İhlalleri görünür kılan raporlar, mesleki etik ilkelerde ısrar eden hekimler de oldu, örtbas edenleri de çıktı karşımıza. Kimi zaman baskılarla, görevden almalarla kimi zaman bir gecede Resmi Gazete’de değiştirilen kadrolarla, kimi zaman kutsallığa halel getirmemek adına ve içtenlikle inandığından açlık grevlerinden cezaevi katliamlarına, kafa kemiklerini kırıp beyin dokusunu parçalamış ama bilimsel yayınlarda daha önce hiç anılmadığından öldürücü olmadığı kanaatine varılan gaz fişekleriyle nerede aklanması gereken devlet görevlisi varsa aklama kapasitesi olan, ona göre şekillendirilmeye çalışılan bir kurumdan söz ediyoruz. Esen rüzgara göre Kuddusi Okkır’ı yaşamının son dakikalarında sevdikleriyle vedalaşabilme olanağından yoksun bırakan, ciddi bir sağlık sorunu olmayan suç örgütü liderlerini salıveren raporlarla araçsallaştırılan bir kurum. Yeterince araçsallaştırılamadığını düşünmüş olacaklar ki mevzuatta yapılan yeni düzenlemelerle, olur a hapishanede kalamaz derlerse araçsallaştırılan yargı eliyle müdahale de hesap edilmiş son yıllarda. Cezaevi infaz savcılığı toplum için tehlikeli deyince akan sular duruyor artık. İstediği kadar hasta olsun.

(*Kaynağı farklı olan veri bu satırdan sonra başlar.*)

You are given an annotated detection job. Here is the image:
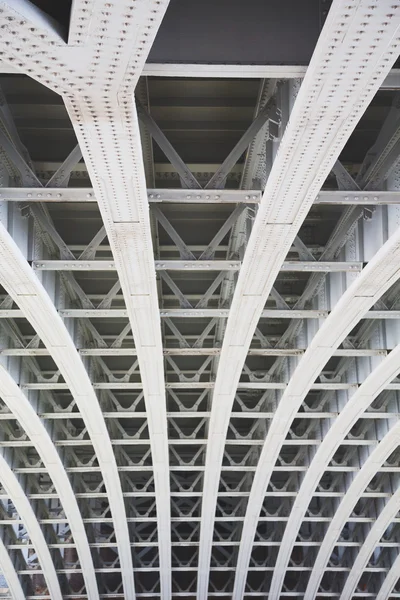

Siyasi otoritenin tüm kadroları denetim altına almaya çalıştığı ama hekimlik değerlerini bir türlü silip atamadığı hastanelerden alınan rapor beğenilmeyince ille de Adli Tıp Kurumu derdine düşüyorlar. Orada da mesleki etik değerlerimize takılınca yargı ne güne duruyor! Oysa savcı ve yargıçların da uyması beklenen etik ilkeleri var. Onların bu denetimi yapacak bağımsız meslek örgütü yok ne yazık ki Türkiye’de ama hekimlerin siyasi otoritenin hep rahatsız olduğu bir meslek örgütü var. Türk Tabipleri Birliğinden bunca rahatsızlık boşuna değil.
Asıl sorunumuz hangi kurum olursa olsun hepsinin araçsallaştırılması, siyasi saiklerin egemen kılınmasıdır. Sonu hepimiz için insanlıktan çıkarmaya kadar gider.